The department of telecommunications has demanded Tata Teleservices to clear any obligations to the government before it approves the deal with Bharti Airtel that was struck in October.
Tata Group may have to pay around 90 billion rupees ($1.3 billion) in dues to the Indian government to rescue the proposed sale of its mobile-phone business to Bharti Airtel Ltd., people familiar with the matter said. The department of telecommunications is demanding that Tata Teleservices Ltd. clear any obligations to the government before it approves the deal that was struck in October, the people said, asking not to be identified as the information isn’t public.
Bharti Airtel, helmed by billionaire Sunil Mittal, is unlikely to agree to pay the sum, two of the people said.

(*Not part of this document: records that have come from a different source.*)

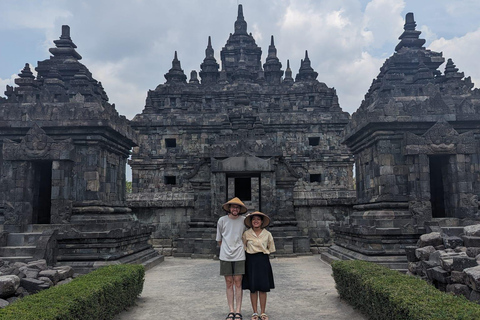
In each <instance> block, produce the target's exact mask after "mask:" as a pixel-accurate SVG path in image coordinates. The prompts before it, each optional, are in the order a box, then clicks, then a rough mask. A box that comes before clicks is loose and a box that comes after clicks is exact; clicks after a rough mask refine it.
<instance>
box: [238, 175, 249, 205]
mask: <svg viewBox="0 0 480 320" xmlns="http://www.w3.org/2000/svg"><path fill="white" fill-rule="evenodd" d="M235 197H238V198H239V199H242V201H251V200H252V179H251V178H250V177H248V178H235Z"/></svg>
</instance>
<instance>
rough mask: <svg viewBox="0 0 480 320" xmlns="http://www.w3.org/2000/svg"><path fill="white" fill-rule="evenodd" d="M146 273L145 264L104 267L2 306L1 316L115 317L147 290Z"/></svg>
mask: <svg viewBox="0 0 480 320" xmlns="http://www.w3.org/2000/svg"><path fill="white" fill-rule="evenodd" d="M144 276H145V269H144V267H143V266H142V265H131V264H122V265H113V266H107V267H102V268H100V269H97V270H95V271H93V272H91V273H89V274H86V275H82V276H80V277H78V278H76V279H74V280H73V281H71V282H70V283H67V284H63V285H59V286H55V287H52V288H50V289H47V290H44V291H40V292H39V293H37V294H34V295H30V296H26V297H24V298H22V299H21V300H18V301H16V302H15V303H13V304H11V305H8V306H7V307H5V308H4V309H0V319H1V320H27V319H28V320H35V319H39V320H40V319H42V320H51V319H52V320H53V319H56V320H82V319H86V320H97V319H98V320H100V319H102V320H103V319H113V317H114V316H115V315H116V314H118V313H120V312H121V311H123V310H125V309H126V308H127V307H130V306H132V305H133V304H134V303H135V300H136V299H137V297H138V296H139V295H140V293H141V292H142V290H143V282H144Z"/></svg>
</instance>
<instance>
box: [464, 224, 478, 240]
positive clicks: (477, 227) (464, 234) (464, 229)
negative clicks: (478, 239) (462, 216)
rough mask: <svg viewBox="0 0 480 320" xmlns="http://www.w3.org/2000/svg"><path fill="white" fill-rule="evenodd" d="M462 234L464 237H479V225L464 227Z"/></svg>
mask: <svg viewBox="0 0 480 320" xmlns="http://www.w3.org/2000/svg"><path fill="white" fill-rule="evenodd" d="M463 234H464V235H466V236H472V237H480V224H474V225H471V226H466V227H464V228H463Z"/></svg>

Selling its indebted loss-making carrier will ease Tata’s exit from a sector that’s been ravaged by a scathing tariff war, escalated by the entry of Reliance Jio Infocomm Ltd. in 2016. The competitive field has since shrunk from a dozen operators to one dominated by three large players, as smaller rivals quit, merged or went bankrupt.
Emails sent to Bharti Airtel and telecom ministry seeking comments went unanswered. Tata Group declined to comment.
The situation is fluid, and the amount of the dues could change, according to the people with knowledge of the matter. Tata Group has been urging the telecom ministry to reduce the amount it’s asking for, one of the people said. The $100 billion coffee-to-cars conglomerate is also preparing contingency plans to wind down the business in the worst-case scenario, another person said.
Bharti Airtel, which has posted nine straight quarters of declining profit, agreed to acquire Tata Teleservices’s airwaves and users in a “ debt-free cash-free” transaction, with an understanding that past liabilities will be settled by the Tata group.
Tata Teleservices’s subscriber base has since declined from 40.2 million users to 27.6 million users as of May, accounting for 2.44 percent of the market, data compiled by Bloomberg show.
The department of telecommunications has raised similar demands for nearly all the deals underway in India’s wireless sector. The ministry sought 72.5 billion rupees of dues before signing off on the merger of Vodafone Group Plc’s local unit with Idea Cellular Ltd., which will create India’s No. 1 wireless carrier by users, overtaking Bharti Airtel. The carriers paid the sum under protest last month.
Reliance Communications Ltd. — in the midst of closing the sale of its airwaves, towers and fiber to Reliance Jio — was asked to furnish 7.74 billion rupees in bank guarantees for upcoming dues or see its licenses cancelled.
For Tata, this will be the second big payout on a mobile-phone business that’s long been in decline. The group agreed to settle a dispute over a $1.2 billion arbitration award in favor of NTT Docomo Inc. in early 2017 after their Indian mobile-phone partnership soured.